One of the most tragic yet profitable items on this list falls at the feet of our beloved African mammal, the Elephant. Around 100 elephants are illegally poached and killed every day in Africa; a staggering statistic, even more so when you take into account that the elephant is often left without tusks, and robbed of its life at a much too early age.

An estimated number ballparks the Elephant population at almost half of what it was decades ago. At $3,000 per kilogram, the demand seems to only be increasing.

Ivory is used for a variety of things, including dentures, musical instruments, billiard balls, and even the whites in the eyes of statues. No matter what the use, a devastating reality is the slaughtering and illegal poaching of these beautiful creatures, for superficial purposes.

3. Snow Leopard Fur

In Afghanistan, the cunning, stealthy Snow Leopard has more to be worried about than being on the verge of extinction. Their coat, a frosty white crossed, with a vibrant orange, primed with anvil black, is worth $1,000.

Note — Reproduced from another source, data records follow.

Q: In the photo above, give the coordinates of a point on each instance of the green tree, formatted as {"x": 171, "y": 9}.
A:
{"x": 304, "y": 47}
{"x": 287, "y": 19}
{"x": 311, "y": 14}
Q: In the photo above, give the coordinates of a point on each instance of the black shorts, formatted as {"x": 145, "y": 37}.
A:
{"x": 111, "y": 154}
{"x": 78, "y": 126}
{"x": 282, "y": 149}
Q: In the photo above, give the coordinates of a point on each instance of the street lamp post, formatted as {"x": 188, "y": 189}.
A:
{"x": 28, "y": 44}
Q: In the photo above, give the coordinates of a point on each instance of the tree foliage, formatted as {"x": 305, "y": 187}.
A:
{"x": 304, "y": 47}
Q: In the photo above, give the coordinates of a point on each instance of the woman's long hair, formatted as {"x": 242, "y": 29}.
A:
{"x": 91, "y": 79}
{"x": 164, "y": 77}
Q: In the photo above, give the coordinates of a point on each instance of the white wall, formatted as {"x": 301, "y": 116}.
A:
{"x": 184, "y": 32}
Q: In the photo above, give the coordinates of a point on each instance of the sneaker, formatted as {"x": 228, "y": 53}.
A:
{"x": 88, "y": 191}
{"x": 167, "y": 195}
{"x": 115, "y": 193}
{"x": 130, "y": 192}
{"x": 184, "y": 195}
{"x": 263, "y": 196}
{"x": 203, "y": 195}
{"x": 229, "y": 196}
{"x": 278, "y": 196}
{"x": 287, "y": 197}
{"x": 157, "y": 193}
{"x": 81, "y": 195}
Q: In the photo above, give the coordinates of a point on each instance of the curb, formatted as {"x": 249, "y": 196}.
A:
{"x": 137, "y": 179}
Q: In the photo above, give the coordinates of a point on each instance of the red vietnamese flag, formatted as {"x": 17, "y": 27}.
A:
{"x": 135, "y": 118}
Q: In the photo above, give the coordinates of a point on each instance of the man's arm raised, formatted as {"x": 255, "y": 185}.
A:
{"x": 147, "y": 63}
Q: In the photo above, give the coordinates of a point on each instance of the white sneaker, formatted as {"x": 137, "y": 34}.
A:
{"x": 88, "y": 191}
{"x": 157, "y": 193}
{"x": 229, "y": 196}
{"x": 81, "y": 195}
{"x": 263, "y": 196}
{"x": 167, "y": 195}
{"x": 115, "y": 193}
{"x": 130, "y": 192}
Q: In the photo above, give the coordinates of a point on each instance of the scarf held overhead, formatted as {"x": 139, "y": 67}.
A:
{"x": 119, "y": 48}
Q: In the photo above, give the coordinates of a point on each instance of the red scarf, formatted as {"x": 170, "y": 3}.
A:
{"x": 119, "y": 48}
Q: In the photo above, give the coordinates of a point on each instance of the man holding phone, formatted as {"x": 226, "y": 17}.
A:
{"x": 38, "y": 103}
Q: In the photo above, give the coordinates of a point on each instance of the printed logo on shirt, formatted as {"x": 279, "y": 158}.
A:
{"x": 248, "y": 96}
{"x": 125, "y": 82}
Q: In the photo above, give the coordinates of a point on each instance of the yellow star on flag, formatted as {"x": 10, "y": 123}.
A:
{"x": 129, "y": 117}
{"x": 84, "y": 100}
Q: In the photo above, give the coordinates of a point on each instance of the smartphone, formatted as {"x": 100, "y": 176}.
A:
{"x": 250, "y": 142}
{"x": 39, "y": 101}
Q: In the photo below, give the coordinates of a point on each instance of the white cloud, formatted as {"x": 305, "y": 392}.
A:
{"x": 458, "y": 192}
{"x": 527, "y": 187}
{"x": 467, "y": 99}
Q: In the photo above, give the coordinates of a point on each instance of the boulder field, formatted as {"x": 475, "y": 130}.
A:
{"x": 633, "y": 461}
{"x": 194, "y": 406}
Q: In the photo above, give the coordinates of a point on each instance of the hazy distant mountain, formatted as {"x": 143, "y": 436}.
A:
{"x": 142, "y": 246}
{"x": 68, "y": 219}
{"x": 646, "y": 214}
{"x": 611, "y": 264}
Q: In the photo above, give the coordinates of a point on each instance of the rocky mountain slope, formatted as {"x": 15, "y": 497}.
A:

This is more money than the average wage an Afghani citizen makes in over a year! Not only the fur, but the skull, the meat, the claws, almost everything is harvested and sold, making the graceful yet fierce animal even more at risk to be killed for money. It is estimated that around 4,000 Snow Leopard are left in the wild.

2. Turtles

Don’t imagine that poachers only ransack the land; they also find plenty to kill in the sea. One of their most popular targets is the hawksbill, the tropical turtle whose beautiful yellow-and-brown shell provides the commodity known as tortoiseshell.

The use of tortoiseshell dates back centuries when it was used in such things as jewelry, hair accessories or maquetry. Although the Hawksbill turtle is officially listed as “critically endangered” and selling it was banned in 1973, products made from the majestic creatures’ carapace continues in many parts of the world.

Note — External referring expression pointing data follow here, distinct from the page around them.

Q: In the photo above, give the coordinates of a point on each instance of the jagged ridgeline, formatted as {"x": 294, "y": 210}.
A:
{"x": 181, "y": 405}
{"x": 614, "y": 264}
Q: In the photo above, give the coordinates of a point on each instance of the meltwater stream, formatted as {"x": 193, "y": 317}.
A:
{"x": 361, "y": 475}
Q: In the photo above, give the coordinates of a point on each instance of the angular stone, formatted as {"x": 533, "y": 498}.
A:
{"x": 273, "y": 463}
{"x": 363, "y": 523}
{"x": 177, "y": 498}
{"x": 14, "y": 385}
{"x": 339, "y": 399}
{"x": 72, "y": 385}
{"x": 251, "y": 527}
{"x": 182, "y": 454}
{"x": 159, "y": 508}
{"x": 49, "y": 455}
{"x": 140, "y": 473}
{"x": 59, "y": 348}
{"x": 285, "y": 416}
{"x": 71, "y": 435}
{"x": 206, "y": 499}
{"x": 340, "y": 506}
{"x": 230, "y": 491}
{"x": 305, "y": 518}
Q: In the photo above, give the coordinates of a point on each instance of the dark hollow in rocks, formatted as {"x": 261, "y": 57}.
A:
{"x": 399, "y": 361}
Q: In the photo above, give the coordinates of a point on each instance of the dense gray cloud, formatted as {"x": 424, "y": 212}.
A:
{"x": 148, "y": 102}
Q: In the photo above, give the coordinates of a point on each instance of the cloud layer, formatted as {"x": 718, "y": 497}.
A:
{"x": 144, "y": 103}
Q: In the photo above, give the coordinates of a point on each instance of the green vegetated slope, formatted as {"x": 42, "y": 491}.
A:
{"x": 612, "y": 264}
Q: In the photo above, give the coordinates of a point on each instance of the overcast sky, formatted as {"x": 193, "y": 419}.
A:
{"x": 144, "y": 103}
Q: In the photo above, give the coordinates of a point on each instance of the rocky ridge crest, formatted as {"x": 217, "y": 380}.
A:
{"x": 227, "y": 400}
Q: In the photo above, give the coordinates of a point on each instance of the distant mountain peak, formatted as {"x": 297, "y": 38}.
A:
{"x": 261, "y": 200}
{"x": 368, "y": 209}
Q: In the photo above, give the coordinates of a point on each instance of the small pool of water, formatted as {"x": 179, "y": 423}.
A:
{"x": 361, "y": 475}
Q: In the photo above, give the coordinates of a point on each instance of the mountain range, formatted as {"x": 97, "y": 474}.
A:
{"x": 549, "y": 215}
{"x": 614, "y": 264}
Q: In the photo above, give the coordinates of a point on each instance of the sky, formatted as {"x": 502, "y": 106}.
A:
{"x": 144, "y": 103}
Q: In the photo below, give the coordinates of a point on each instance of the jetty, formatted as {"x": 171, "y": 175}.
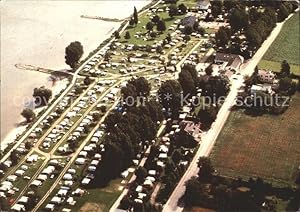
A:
{"x": 103, "y": 18}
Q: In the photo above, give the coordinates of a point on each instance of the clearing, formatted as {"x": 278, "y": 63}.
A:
{"x": 285, "y": 47}
{"x": 264, "y": 146}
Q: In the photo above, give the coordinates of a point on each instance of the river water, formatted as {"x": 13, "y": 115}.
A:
{"x": 36, "y": 33}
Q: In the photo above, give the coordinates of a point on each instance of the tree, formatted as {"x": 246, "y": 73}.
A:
{"x": 135, "y": 16}
{"x": 182, "y": 8}
{"x": 173, "y": 11}
{"x": 285, "y": 84}
{"x": 254, "y": 15}
{"x": 206, "y": 169}
{"x": 73, "y": 54}
{"x": 14, "y": 157}
{"x": 103, "y": 108}
{"x": 155, "y": 19}
{"x": 159, "y": 49}
{"x": 177, "y": 156}
{"x": 201, "y": 30}
{"x": 184, "y": 139}
{"x": 42, "y": 96}
{"x": 282, "y": 13}
{"x": 161, "y": 26}
{"x": 285, "y": 68}
{"x": 131, "y": 22}
{"x": 117, "y": 34}
{"x": 207, "y": 116}
{"x": 140, "y": 173}
{"x": 87, "y": 80}
{"x": 238, "y": 19}
{"x": 28, "y": 145}
{"x": 153, "y": 34}
{"x": 188, "y": 29}
{"x": 127, "y": 35}
{"x": 222, "y": 37}
{"x": 209, "y": 70}
{"x": 96, "y": 116}
{"x": 215, "y": 11}
{"x": 149, "y": 26}
{"x": 28, "y": 114}
{"x": 129, "y": 94}
{"x": 187, "y": 38}
{"x": 187, "y": 83}
{"x": 169, "y": 95}
{"x": 195, "y": 193}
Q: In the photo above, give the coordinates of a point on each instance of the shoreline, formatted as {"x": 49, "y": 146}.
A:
{"x": 12, "y": 135}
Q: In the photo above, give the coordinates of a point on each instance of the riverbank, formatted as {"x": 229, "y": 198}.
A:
{"x": 48, "y": 51}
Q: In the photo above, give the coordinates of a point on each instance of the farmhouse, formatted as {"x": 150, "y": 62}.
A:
{"x": 232, "y": 61}
{"x": 203, "y": 4}
{"x": 266, "y": 76}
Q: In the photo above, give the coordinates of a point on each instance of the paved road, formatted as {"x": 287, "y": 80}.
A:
{"x": 209, "y": 139}
{"x": 57, "y": 181}
{"x": 52, "y": 106}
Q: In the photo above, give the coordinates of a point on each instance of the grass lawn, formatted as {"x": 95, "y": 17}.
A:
{"x": 276, "y": 66}
{"x": 101, "y": 198}
{"x": 285, "y": 47}
{"x": 266, "y": 146}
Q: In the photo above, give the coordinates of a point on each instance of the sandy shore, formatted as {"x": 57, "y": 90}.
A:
{"x": 12, "y": 135}
{"x": 36, "y": 33}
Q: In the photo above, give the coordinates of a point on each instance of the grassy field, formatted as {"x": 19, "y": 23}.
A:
{"x": 266, "y": 146}
{"x": 285, "y": 47}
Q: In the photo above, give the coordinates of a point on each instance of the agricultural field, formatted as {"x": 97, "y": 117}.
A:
{"x": 285, "y": 47}
{"x": 264, "y": 146}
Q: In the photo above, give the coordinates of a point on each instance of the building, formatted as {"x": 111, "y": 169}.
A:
{"x": 232, "y": 61}
{"x": 265, "y": 76}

For all sea turtles, including the leatherbacks and green turtles, poaching is potentially catastrophic. The animals take so long to reach breeding age, more than 30 years in some cases, that many are killed before they ever have the chance to reproduce.

1. Tigers

Tigers are hunted, not only for their skins, which are laid out as a status symbol in some wealthy Chinese circles, but for their bones, which is made into wine, and promoted as a treatment for rheumatism and impotence.

According to the Hindustan Times, one tiger rug cost $124,000, while a stuffed tiger cost $700,000. A tiger paw is worth $1000, while the bones may be sold in powdered form for $64-$168 per pound. And these are the 10 Animals that are Hunted Due to Their High Price.